Shrine of Lal Shahbaz Qalander, Sehwan Sharif

However tired stereotypes can never match the truth of actually experiencing for oneself. A visit to Pakistan reveals a very different story; the elements of Pakistani society which appear rough and lawless are far outweighed by the subtle traditions of the Sufis, the beautiful legacy of Sindhi poets, and the apparent normalcy of life in suburbs of Lahore and Karachi.

The deserts, indeed, also exist in southern Punjab; but they are dotted with mosques and forts, encircled by trains of camels and tribes of nomads (chol) who give the arid region its name, Cholistan.

Derawar Fort Mosque

Many of the mountains are far from barren; while the images of inhospitable dusty mountains are mostly from Balochistan or western Khyber-Pukhtoonkhwa, so rarely do the jagged, snow-capped peaks and the fertile glade-filled valleys of Gilgit-Baltistan.

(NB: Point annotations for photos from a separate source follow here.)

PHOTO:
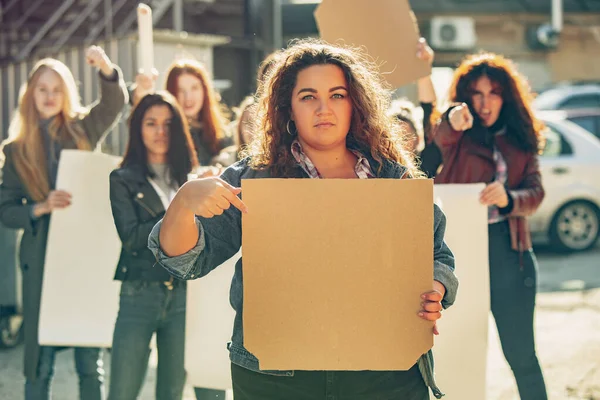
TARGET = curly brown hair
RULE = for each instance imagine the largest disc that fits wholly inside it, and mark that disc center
(372, 131)
(524, 130)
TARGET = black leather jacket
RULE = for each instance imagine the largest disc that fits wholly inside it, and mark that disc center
(136, 208)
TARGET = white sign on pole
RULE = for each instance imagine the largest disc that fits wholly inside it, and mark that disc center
(80, 299)
(464, 326)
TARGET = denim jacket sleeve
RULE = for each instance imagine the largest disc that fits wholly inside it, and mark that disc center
(443, 259)
(220, 238)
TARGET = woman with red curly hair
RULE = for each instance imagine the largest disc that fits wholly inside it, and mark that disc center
(189, 82)
(491, 136)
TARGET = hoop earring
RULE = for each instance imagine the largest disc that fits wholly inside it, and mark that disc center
(287, 126)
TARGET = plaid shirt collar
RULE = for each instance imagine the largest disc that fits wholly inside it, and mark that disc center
(362, 167)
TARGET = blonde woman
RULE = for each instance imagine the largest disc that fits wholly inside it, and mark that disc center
(50, 118)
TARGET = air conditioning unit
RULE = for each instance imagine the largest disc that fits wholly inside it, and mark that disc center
(453, 33)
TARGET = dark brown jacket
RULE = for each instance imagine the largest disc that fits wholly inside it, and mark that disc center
(468, 159)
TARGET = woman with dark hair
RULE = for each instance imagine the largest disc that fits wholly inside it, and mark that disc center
(492, 136)
(322, 114)
(159, 156)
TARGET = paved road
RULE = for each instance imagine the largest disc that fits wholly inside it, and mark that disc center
(568, 339)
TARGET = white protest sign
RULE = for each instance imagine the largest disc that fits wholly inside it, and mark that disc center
(80, 299)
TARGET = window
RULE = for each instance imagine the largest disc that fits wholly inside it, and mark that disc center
(590, 123)
(556, 144)
(582, 101)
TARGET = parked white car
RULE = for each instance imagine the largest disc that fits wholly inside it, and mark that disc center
(569, 216)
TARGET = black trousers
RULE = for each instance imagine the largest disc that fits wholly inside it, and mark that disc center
(513, 286)
(329, 385)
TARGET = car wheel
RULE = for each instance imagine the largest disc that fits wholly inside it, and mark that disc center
(575, 226)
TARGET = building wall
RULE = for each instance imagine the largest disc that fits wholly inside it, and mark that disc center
(576, 58)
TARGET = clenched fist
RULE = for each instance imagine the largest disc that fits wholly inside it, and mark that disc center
(460, 118)
(96, 57)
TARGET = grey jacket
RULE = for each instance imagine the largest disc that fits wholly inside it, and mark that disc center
(220, 238)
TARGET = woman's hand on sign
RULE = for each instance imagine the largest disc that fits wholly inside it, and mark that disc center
(494, 194)
(144, 84)
(56, 199)
(208, 197)
(96, 57)
(431, 305)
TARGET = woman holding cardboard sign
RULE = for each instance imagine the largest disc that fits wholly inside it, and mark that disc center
(492, 136)
(323, 115)
(50, 118)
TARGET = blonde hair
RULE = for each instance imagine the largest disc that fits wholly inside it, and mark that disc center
(28, 152)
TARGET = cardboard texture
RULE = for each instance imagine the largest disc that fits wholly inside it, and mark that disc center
(387, 29)
(208, 328)
(333, 272)
(463, 328)
(461, 348)
(80, 300)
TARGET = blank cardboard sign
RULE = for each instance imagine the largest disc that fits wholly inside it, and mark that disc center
(386, 28)
(333, 272)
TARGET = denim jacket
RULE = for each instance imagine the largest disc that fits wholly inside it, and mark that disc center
(221, 237)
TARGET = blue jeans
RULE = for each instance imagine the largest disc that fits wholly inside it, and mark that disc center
(329, 385)
(147, 308)
(89, 366)
(513, 287)
(209, 394)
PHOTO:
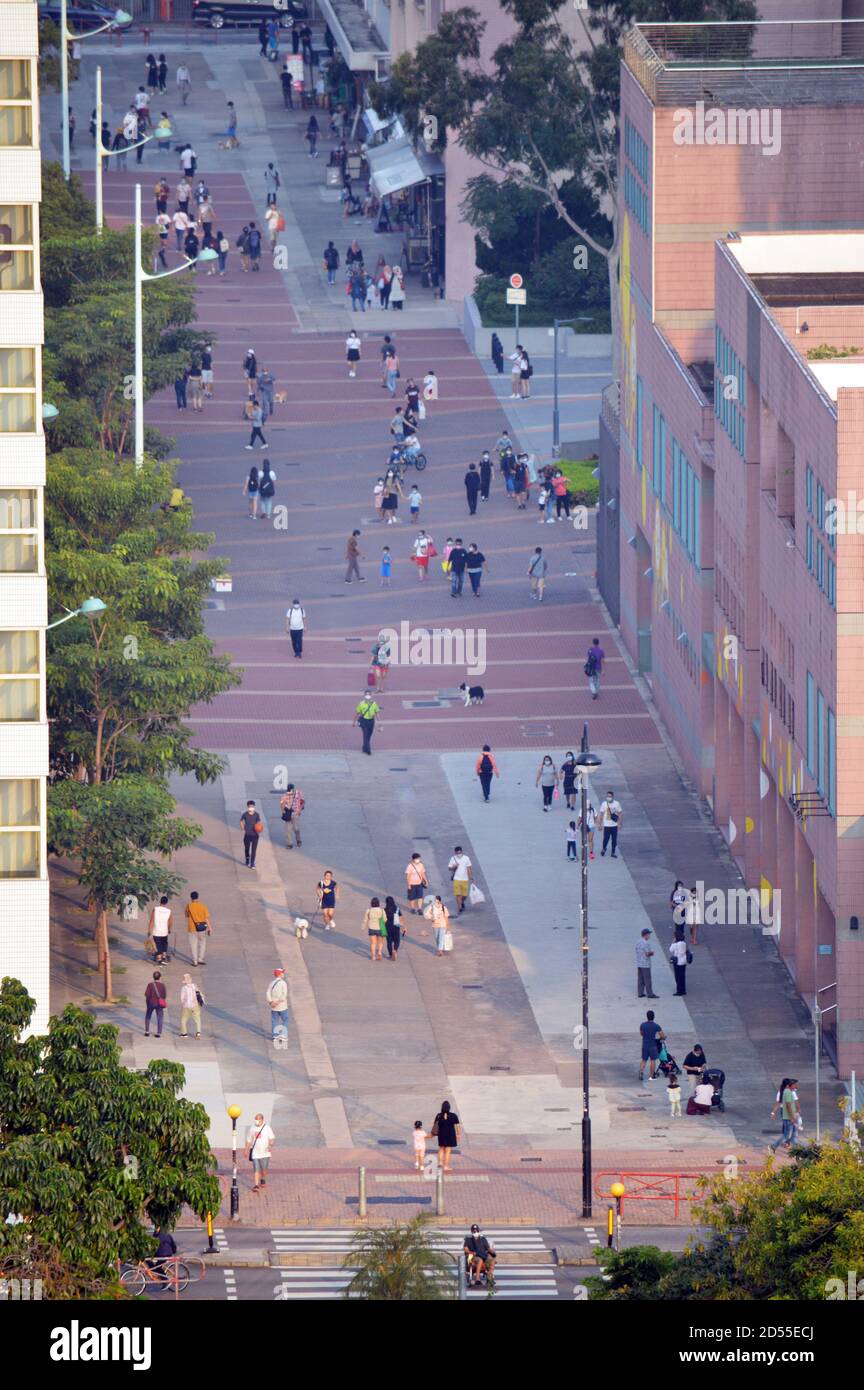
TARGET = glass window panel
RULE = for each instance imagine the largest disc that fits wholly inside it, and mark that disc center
(15, 125)
(15, 268)
(18, 801)
(14, 79)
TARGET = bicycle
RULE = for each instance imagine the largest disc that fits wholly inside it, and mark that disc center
(164, 1273)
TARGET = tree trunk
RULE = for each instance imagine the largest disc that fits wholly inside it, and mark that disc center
(104, 954)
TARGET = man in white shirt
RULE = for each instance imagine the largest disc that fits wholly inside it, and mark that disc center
(461, 873)
(611, 819)
(295, 626)
(260, 1140)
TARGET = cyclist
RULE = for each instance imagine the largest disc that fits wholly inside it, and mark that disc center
(479, 1257)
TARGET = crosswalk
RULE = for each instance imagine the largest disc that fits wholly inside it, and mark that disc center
(524, 1282)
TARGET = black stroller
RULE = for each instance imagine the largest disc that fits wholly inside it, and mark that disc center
(717, 1079)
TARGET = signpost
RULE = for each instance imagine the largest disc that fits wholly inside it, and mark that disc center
(516, 296)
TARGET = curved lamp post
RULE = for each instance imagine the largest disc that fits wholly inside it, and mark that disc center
(65, 38)
(140, 275)
(585, 762)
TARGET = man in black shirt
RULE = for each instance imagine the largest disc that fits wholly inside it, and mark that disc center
(252, 829)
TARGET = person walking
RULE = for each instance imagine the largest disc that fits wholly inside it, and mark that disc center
(485, 474)
(681, 957)
(353, 556)
(256, 420)
(364, 717)
(352, 350)
(536, 574)
(252, 827)
(374, 925)
(486, 769)
(457, 560)
(547, 780)
(328, 893)
(393, 926)
(199, 927)
(277, 997)
(267, 488)
(190, 1007)
(260, 1140)
(416, 881)
(652, 1034)
(156, 1002)
(475, 563)
(250, 489)
(446, 1129)
(472, 488)
(461, 873)
(695, 1064)
(645, 990)
(610, 820)
(159, 927)
(295, 626)
(291, 808)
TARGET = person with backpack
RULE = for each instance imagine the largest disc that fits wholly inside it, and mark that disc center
(486, 769)
(593, 666)
(331, 262)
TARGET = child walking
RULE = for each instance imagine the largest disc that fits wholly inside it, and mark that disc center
(674, 1094)
(420, 1146)
(386, 567)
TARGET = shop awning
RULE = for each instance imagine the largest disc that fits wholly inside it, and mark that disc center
(396, 166)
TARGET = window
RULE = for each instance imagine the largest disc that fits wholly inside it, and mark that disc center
(17, 391)
(15, 245)
(20, 826)
(18, 676)
(15, 103)
(820, 742)
(18, 533)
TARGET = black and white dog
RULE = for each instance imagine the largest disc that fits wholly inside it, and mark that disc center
(474, 694)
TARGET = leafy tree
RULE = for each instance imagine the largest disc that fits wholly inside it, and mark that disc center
(88, 1148)
(402, 1264)
(111, 830)
(122, 681)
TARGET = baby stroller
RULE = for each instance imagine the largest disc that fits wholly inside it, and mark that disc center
(717, 1079)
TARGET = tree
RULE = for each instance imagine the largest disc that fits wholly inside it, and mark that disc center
(88, 1148)
(113, 830)
(122, 681)
(402, 1264)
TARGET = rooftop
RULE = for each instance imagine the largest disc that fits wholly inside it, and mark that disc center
(768, 63)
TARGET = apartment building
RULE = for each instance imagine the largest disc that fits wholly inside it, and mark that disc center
(24, 733)
(741, 200)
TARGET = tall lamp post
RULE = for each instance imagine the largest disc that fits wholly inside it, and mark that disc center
(234, 1111)
(65, 38)
(140, 275)
(585, 761)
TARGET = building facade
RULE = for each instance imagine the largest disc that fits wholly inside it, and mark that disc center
(731, 598)
(24, 733)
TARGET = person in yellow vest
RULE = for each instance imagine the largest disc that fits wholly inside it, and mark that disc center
(199, 926)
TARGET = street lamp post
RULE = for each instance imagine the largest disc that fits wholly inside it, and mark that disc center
(140, 275)
(585, 761)
(234, 1111)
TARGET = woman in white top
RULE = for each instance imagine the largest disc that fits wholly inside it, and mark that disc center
(159, 929)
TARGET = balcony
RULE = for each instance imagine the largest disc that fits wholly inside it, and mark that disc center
(768, 63)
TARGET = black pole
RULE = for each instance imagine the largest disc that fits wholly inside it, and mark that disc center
(586, 1165)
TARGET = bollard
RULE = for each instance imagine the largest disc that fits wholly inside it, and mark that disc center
(361, 1191)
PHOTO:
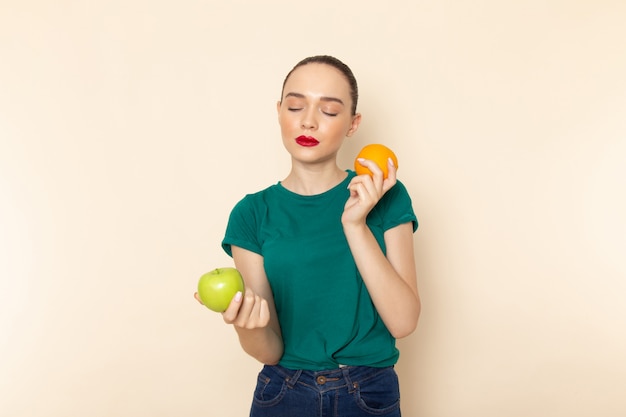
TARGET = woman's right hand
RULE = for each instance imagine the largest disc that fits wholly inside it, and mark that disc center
(247, 311)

Cathedral Range near Hussaini

The cities are home to their fair share of dirt, but they are also home to some of the most exquisite Mughal architecture you’ve ever seen. Soaring minarets, gilded domes and peaceful courtyards adorn some of the world’s the most sublime mosques and palaces.

Terrorism is a reputation that precedes Pakistan, but every Pakistani I’ve ever met is at pains to point out that they are victims, not perpetrators, of terror. Moreover the security situation in Pakistan has improved dramatically in recent years, and Pakistan is poised for a phoenix-like rise of the ashes; if it is given the chance.

 

Many Pakistanis are poor, but most are also incredibly rich; their hearts filled with the energy of a young nation with a vibrant culture, vivid rituals and a history of customs and faith drawn from the subcontinent, Persia and Arabia.

Karachi’s waterfront

And yes, foreigners in Pakistan will be kidnapped; taken hostage to hospitality, fed copious amounts of biryani and interrogated about their families, lifestyles and jobs “back home”. They are usually coerced by friendly locals into spending longer in each place over endless bottles of Coke, cups of chai or dizzying motorbike rides with new-found friends. Their inevitable release usually comes after the swapping of Facebook, Instagram or Snapchat IDs, and a promise to remain in touch and return soon.

Celebrated writer Chimamanda Ngozi Adichie suggests in her excellent TED Talk that stereotypes emerge when only a single story of one place, or one people is told. “To insist on only these negative stories is to flatten my experience and to overlook the many other stories that formed me. The single story creates stereotypes, and the problem with stereotypes is not that they are untrue, but that they are incomplete. They make one story become the only story.”

Complete the story of Pakistan, with my new book Pakistan Traveller; the world’s most comprehensive travel guidebook to Pakistan.

Comments (2)

  • Renuka Reply

    Wow! I’m looking forward to reading this guidebook to Pakistan. I hope it breaks the stereotypes and inspires people to explore the beauty of Pakistan. I believe travel is the best way to break barriers in our minds. All the best for your book!

    August 15, 2017 at 9:13 pm
    • Tim Blight Reply

      Thanks Renuka! I definitely hope so too – the world is an amazing place, and it’s often stereotypes that prevent us from discovering it. Thanks for all your support!